Ben Cook reviews Our Town, Venue 1, St Andrews, 22 November
Thornton Wilder’s play Our Town is a slow journey through a slow town. Depicting life in the fictional community of Grover’s Corners, the audience is taken under the wing of the Stage Manager (David Patterson) and shown a corner of life in New Hampshire at the dawn of the twentieth century. A man not afraid to quote statistics in order to convey the ordinariness of his town, the Stage Manager breaks the fourth wall in classic Wilder style, speeding up time as well as rewinding it, all so as to put under the microscope the precious moments we take for granted. Two families, the Webbs and the Gibbs, are the focus of his and our examination, and it is in particular the courtship of George Gibbs (Will Moore) and Emily Webb (Hana Mufti) that the joy and tragedy of life are realised.
The Mermaids production, directed by Christina Richards, stays true to the original conception of the play; namely, that there is little scenery on stage and that the actors must mime their actions accordingly. This is handled well on the whole, but when more than one actor is involved the synchronisation between them jars and can be a disconcerting reminder of the limitations (some would argue the possibilities) of theatre. The acting made up for the occasional poor mime though. The cast was more than consistent and several scenes, the groom and father of the bridegroom conversation, and the ice-cream parlour scene, were hilarious and touching respectively.

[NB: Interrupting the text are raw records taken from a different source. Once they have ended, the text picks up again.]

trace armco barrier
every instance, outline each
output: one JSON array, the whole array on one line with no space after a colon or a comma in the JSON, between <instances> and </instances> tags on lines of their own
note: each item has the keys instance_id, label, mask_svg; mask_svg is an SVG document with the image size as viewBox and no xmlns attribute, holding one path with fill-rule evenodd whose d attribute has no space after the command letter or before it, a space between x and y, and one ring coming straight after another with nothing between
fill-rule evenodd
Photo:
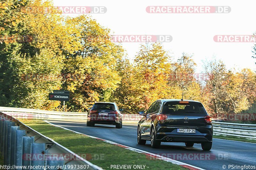
<instances>
[{"instance_id":1,"label":"armco barrier","mask_svg":"<svg viewBox=\"0 0 256 170\"><path fill-rule=\"evenodd\" d=\"M0 107L0 112L8 115L19 118L37 119L42 120L68 119L85 121L87 113L49 111L32 109ZM123 114L123 121L127 122L138 122L143 117L138 114Z\"/></svg>"},{"instance_id":2,"label":"armco barrier","mask_svg":"<svg viewBox=\"0 0 256 170\"><path fill-rule=\"evenodd\" d=\"M256 139L256 124L234 123L215 122L212 122L213 133L216 135Z\"/></svg>"},{"instance_id":3,"label":"armco barrier","mask_svg":"<svg viewBox=\"0 0 256 170\"><path fill-rule=\"evenodd\" d=\"M18 119L27 115L28 118L36 118L42 120L69 120L86 121L87 113L55 112L32 109L0 107L0 112L12 116ZM123 114L123 121L136 123L143 117L138 114ZM223 135L256 139L256 125L212 122L215 135Z\"/></svg>"},{"instance_id":4,"label":"armco barrier","mask_svg":"<svg viewBox=\"0 0 256 170\"><path fill-rule=\"evenodd\" d=\"M52 166L50 169L102 169L18 120L0 112L0 151L4 165L10 166L12 169L25 169L18 166L34 166L33 169L44 169L42 167L51 166Z\"/></svg>"}]
</instances>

As a student production miracles are not expected in terms of the costume department but the puritan outfits of Mrs. Webb (Hannah Boland) and Mrs. Gibbs (Fay Morrice) stood in stark contrast with Mrs. Soames (Chantal Morris) glaringly scarlet dress that would have looked more at home in some Elizabethan drama than in New Hampshire. However, a more crucial aspect to rendering Our Town successfully is in capturing the subtly and pathos of the minor characters, such as the matriarchs Mrs. Gibbs and Mrs. Webb, whose quiet desperation is at odds with their public persona, and Simon Stimson (Cameron Kirby) who drinks excessively for reasons only vaguely hinted at. Richards’ production manages to achieve this to a certain extent and the points where we as an audience are let down most likely form because the play itself only teases us with confronting questions such as the emancipation of women and social responsibility.
Nevertheless the final scene is made all the more powerful for all the partial glances we get into the lives of these individuals. The slow pace of the first two acts is put into perspective when we look at it through the eyes of the dead, as Emily, now deceased, looks back into the past and wishes she had treasured her time more while she was still alive. When I left the venue, I too felt like I had missed something, some hidden depth residing at the heart of the play, but it is a compliment to Richards’ production when I say that it has made me want to go back one day and try to find it.